I volontari di Emergency, 5 persone in tutto, sono arrivati a Kigali alla fine di luglio. L’ ospedale generale era stato abbandonato in condizioni pietose. Hanno ramazzato per un paio di settimane e recuperato almeno il blocco operatorio e un padiglione con una quarantina di letti. Lavorano praticamente da soli.
Medici e infermieri ruandesi, quasi tutti tutsi, sono stati trucidati dagli hutu in fuga: “I miliziani del vecchio regime sono entrati e, letto per letto, hanno ammazzato chi non era dei loro. Alla fine han fatto fuori i dottori”. L’ ospedale di Kigali mantiene il prestigio che lo circondava. E pieno di apparecchi sofisticati, di materiale raro e difficile da trovare perfino nei centri europei. I letti sono moderni e ben tenuti. Dopo la ripulitura a fondo le stanze sono tornate a brillare (a parte qualche vetro rotto) ma mancano l’elettricità e l’ acqua, e i corridoi sono desolatamente vuoti.

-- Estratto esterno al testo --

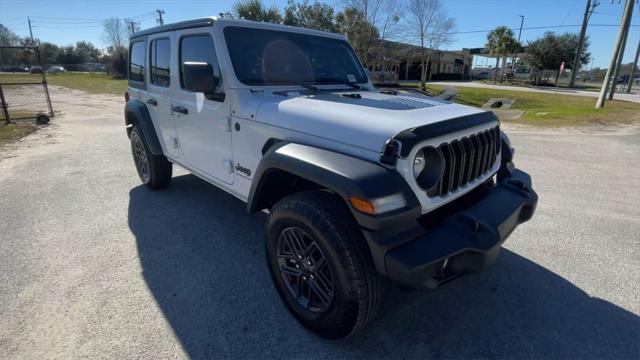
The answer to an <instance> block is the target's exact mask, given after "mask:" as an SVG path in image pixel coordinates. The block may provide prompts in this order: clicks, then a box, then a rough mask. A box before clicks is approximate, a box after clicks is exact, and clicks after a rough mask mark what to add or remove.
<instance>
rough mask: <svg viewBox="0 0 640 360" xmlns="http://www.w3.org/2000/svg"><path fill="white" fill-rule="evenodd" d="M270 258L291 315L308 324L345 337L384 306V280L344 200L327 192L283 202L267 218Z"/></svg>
mask: <svg viewBox="0 0 640 360" xmlns="http://www.w3.org/2000/svg"><path fill="white" fill-rule="evenodd" d="M266 246H267V262H268V265H269V271H270V273H271V277H272V278H273V282H274V284H275V286H276V289H277V290H278V293H279V294H280V297H281V298H282V300H283V301H284V303H285V305H286V307H287V309H288V310H289V311H290V312H291V314H292V315H293V316H294V317H295V318H296V319H297V320H298V321H299V322H300V323H301V324H302V325H304V326H305V327H306V328H308V329H309V330H311V331H313V332H314V333H316V334H318V335H320V336H322V337H325V338H329V339H341V338H345V337H347V336H349V335H351V334H353V333H354V332H355V331H356V330H358V329H359V328H361V327H363V326H364V325H366V324H367V323H368V322H369V321H370V320H371V319H372V318H373V317H374V316H375V314H376V312H377V310H378V308H379V306H380V298H381V280H380V278H379V276H378V275H377V273H376V272H375V269H374V268H373V263H372V260H371V256H370V255H369V253H368V249H367V247H366V243H365V240H364V238H363V236H362V233H361V231H360V229H359V227H358V225H357V223H356V222H355V220H354V219H353V216H352V214H351V213H350V212H349V209H348V208H347V207H346V205H345V204H344V202H343V201H342V200H341V199H340V198H338V197H337V196H336V195H334V194H331V193H329V192H325V191H313V192H303V193H298V194H294V195H291V196H288V197H286V198H284V199H283V200H281V201H279V202H278V203H277V204H276V205H275V206H274V207H273V209H271V214H270V215H269V219H268V222H267V245H266Z"/></svg>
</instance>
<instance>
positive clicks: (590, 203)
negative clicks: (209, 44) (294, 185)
mask: <svg viewBox="0 0 640 360" xmlns="http://www.w3.org/2000/svg"><path fill="white" fill-rule="evenodd" d="M52 96H53V100H54V106H55V107H56V108H57V109H59V110H61V111H62V112H63V114H62V115H61V116H57V117H55V118H54V119H53V125H51V126H49V127H47V128H45V129H43V130H41V131H39V132H37V133H35V134H32V135H30V136H28V137H27V138H25V139H23V140H21V141H19V142H17V143H15V144H12V145H9V146H6V147H3V148H0V358H6V359H22V358H24V359H31V358H48V359H50V358H151V359H159V358H185V357H192V358H197V359H200V358H580V359H585V358H636V359H637V358H640V342H639V339H640V317H639V315H640V298H639V297H640V220H639V219H640V208H639V207H638V204H640V128H638V127H637V125H636V126H633V127H623V128H620V129H615V130H612V129H606V130H607V131H606V132H605V131H604V130H603V131H600V132H597V131H594V130H593V129H590V130H589V131H587V132H584V133H583V132H580V131H562V132H558V131H539V130H531V129H523V128H518V129H511V130H512V131H510V136H511V139H512V142H513V145H514V146H515V147H516V149H517V150H516V162H517V165H518V166H519V167H521V168H522V169H524V170H526V171H528V172H530V173H531V175H532V177H533V181H534V187H535V189H536V190H537V191H538V194H539V196H540V203H539V206H538V212H537V214H536V216H535V217H534V218H533V219H532V220H531V221H530V222H528V223H526V224H524V225H522V226H521V227H519V228H518V229H517V230H516V231H515V232H514V233H513V235H512V236H511V237H510V238H509V239H508V240H507V242H506V243H505V246H504V251H503V252H502V254H501V255H500V257H499V259H498V260H497V262H496V263H495V264H494V266H493V267H492V268H490V269H489V270H488V271H486V272H484V273H481V274H474V275H469V276H467V277H464V278H462V279H460V280H458V281H457V282H454V283H452V284H450V285H448V286H446V287H444V288H443V289H441V290H438V291H435V292H410V293H408V292H402V291H400V290H397V289H395V288H394V287H393V286H389V287H388V289H387V291H386V293H385V298H384V306H383V308H382V312H381V314H380V316H379V317H378V318H377V319H376V320H375V321H374V322H373V323H372V324H371V326H369V327H368V328H366V329H364V331H363V332H362V333H360V334H359V335H357V336H355V337H353V338H351V339H349V340H346V341H338V342H331V341H326V340H322V339H320V338H318V337H316V336H314V335H312V334H310V333H308V332H307V331H305V330H304V329H303V328H301V327H300V326H299V325H298V323H297V322H296V321H295V320H294V319H293V318H292V317H291V316H290V315H289V314H288V312H287V311H286V309H285V307H284V306H283V305H282V303H281V301H280V299H279V298H278V296H277V294H276V291H275V289H274V288H273V286H272V284H271V280H270V278H269V275H268V271H267V267H266V264H265V260H264V235H263V223H264V219H265V215H264V214H258V215H252V216H249V215H247V214H246V211H245V205H244V204H243V203H242V202H240V201H239V200H237V199H235V198H233V197H232V196H230V195H228V194H226V193H225V192H223V191H221V190H218V189H216V188H215V187H213V186H211V185H208V184H206V183H205V182H203V181H201V180H199V179H197V178H195V177H194V176H192V175H188V174H187V173H186V172H185V171H183V170H178V171H177V172H176V174H175V177H174V179H173V182H172V184H171V185H170V186H169V187H168V188H167V189H166V190H165V191H160V192H151V191H149V190H147V189H146V188H145V187H143V186H140V184H139V180H138V178H137V175H136V172H135V169H134V166H133V163H132V160H131V157H130V150H129V143H128V139H127V137H126V135H125V131H124V128H123V119H122V109H123V99H122V98H121V97H120V96H108V95H87V94H84V93H80V92H77V91H70V90H64V89H60V88H58V89H53V90H52Z"/></svg>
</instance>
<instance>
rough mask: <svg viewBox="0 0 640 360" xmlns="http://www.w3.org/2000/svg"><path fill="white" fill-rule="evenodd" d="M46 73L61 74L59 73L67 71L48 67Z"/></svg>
mask: <svg viewBox="0 0 640 360" xmlns="http://www.w3.org/2000/svg"><path fill="white" fill-rule="evenodd" d="M47 72H48V73H61V72H67V70H65V69H64V67H62V66H57V65H54V66H49V68H48V69H47Z"/></svg>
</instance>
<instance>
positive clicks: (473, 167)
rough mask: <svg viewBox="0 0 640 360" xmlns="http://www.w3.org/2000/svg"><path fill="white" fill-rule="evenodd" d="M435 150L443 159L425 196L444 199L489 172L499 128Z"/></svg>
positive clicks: (471, 136)
mask: <svg viewBox="0 0 640 360" xmlns="http://www.w3.org/2000/svg"><path fill="white" fill-rule="evenodd" d="M437 150H438V151H439V152H440V154H441V155H442V159H443V160H444V161H443V169H442V176H441V177H440V180H438V182H437V183H436V184H435V185H434V186H433V187H431V188H430V189H426V191H427V196H429V197H435V196H445V195H447V194H449V193H451V192H453V191H456V190H458V189H459V188H460V187H463V186H465V185H467V184H469V183H470V182H472V181H474V180H476V179H478V178H480V177H482V176H483V175H485V174H486V173H487V172H488V171H490V170H491V168H492V167H493V165H494V164H495V162H496V158H497V156H498V154H499V153H500V127H499V126H495V127H493V128H491V129H489V130H484V131H480V132H478V133H475V134H473V135H470V136H465V137H463V138H460V139H456V140H453V141H451V142H449V143H442V144H440V145H438V146H437Z"/></svg>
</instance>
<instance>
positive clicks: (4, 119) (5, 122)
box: [0, 84, 11, 125]
mask: <svg viewBox="0 0 640 360" xmlns="http://www.w3.org/2000/svg"><path fill="white" fill-rule="evenodd" d="M0 106H2V113H3V114H4V123H5V125H9V124H11V119H10V118H9V109H8V107H7V101H6V100H5V99H4V92H3V91H2V84H0Z"/></svg>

Come tutta Kigali anche l’ospedale è fantasma. “Qui c’è tutto, proprio tutto, e siamo appena al di sopra dello standard africano. Mancano il personale e i pazienti. Vorremmo, entro una settimana, mettere in funzione altri 120 letti, necessari se i profughi dovessero rientrare in massa. Ma come facciamo senza personale locale che ci aiuti?”.
Il dottor Strada nei giorni scorsi ha duramente contestato la teoria, sostenuta da alcuni dei nuovi dirigenti ruandesi e tollerata da alcuni settori delle Nazioni Unite, secondo cui i profughi avrebbero dovuto rientrare alle loro case a piedi e senza alcun aiuto. Una sorta di selezione naturale che avrebbe costretto i più deboli e gli ammalati a morire per strada e risparmiato i più forti.
Per fortuna l’ipotesi è stata scartata ma il solo fatto che sia stata presa in considerazione getta un’ombra inquietante sul futuro di questo martoriato Paese: lutti e massacri potrebbero non essere ancora finiti.